Once the new parliament convenes, that will change. Kosovar Albanians will have to create new institutions and start to govern themselves. "This is very historic day for Kosovo," says Avdullah Qafani, a surgeon and vice president of the municipality of Djakovica. "But there is a long road ahead."
But enthusiasm for independence is tempered by widespread despondency. "I will go to Canada," a porter at a bus station in the city of Pec (Peja in Albanian) says simply. "I do not expect anything new."
Meanwhile, for the province's Serbs, there remains little hope within Kosovo. There are still about 600 Serbs in Orahovac (Rahovac) in western Kosovo. Although the visible checkpoints and barriers were cleared about three weeks ago, the local Serbian community is under 24-hour watch by German KFOR soldiers.

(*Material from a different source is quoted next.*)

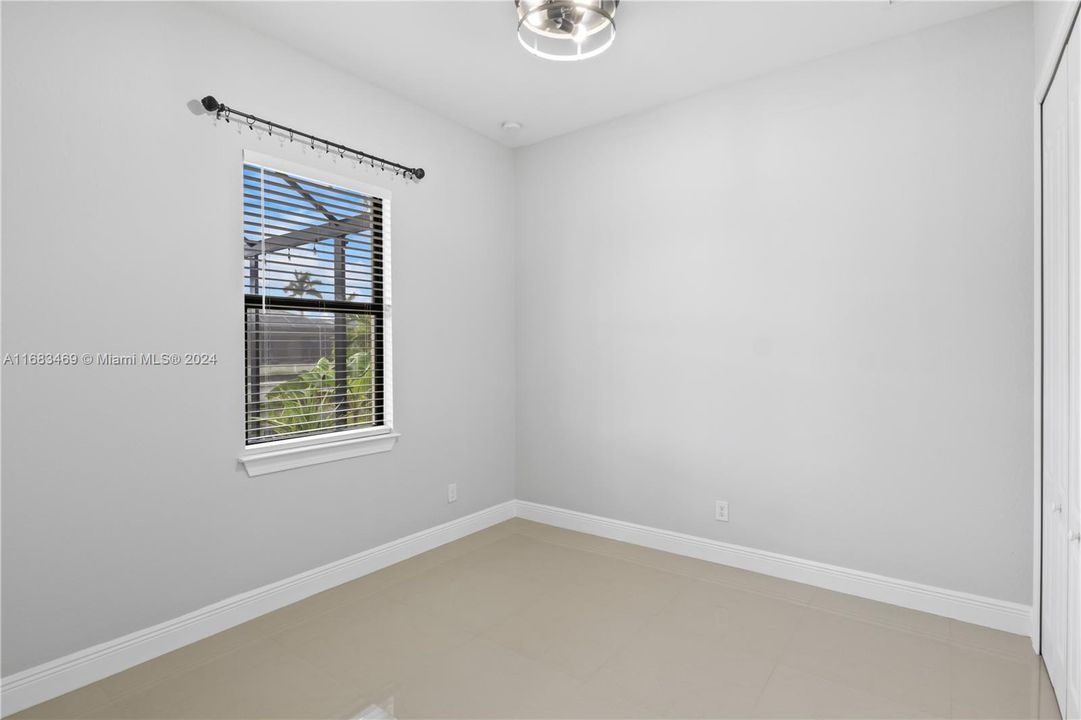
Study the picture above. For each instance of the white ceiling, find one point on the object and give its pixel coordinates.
(463, 61)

Serbs complain that they do not have freedom of movement, they cannot work, and they are dependent on humanitarian aid. Many feel betrayed and lost and are leaving Kosovo, their property ransacked, damaged, abandoned, or sold off cheaply to ethnic Albanians.
The international community and government in Belgrade fought hard to persuade Kosovar Serbs to participate in the elections. About 170,000 Serbs boycotted the local elections last year; of them, only about half remain in Kosovo today. This year, just over half of Kosovar Serbs ignored the call from Belgrade to vote.
"We cannot go anywhere," complains one man from Orahovac. "It is as if we were in a concentration camp."
Most are afraid to leave their quarter, and if somebody needs complicated medical treatment, they must be escorted by KFOR troops to the nearest Serbian hospital, about 100 kilometers away.
"We have electricity just three hours a day," complains an older Serbian voter named Aleksandar in front of a stockpile of wood being prepared to heat the local polling station. "We have a space of just 500 meters. I voted for a better future."
Only eight old Serbian women remain in Djakovica. Near Pec there are some protected villages. Serbs are afraid of moving around without protection, and ethnic Albanians have made it clear that they are prepared for revenge, though they don't say so directly.
Arif, an ethnic Albanian from Pec, says he remembers how Serbian police officers beat him in the past, how his Serbian neighbor came at him with a Kalashnikov assault rifle and told his family to leave. "For me, it does not matter, they can come back," he says. Arif knows it is not politically correct to tell foreigners he wants revenge, but his face and eyes tell a different story.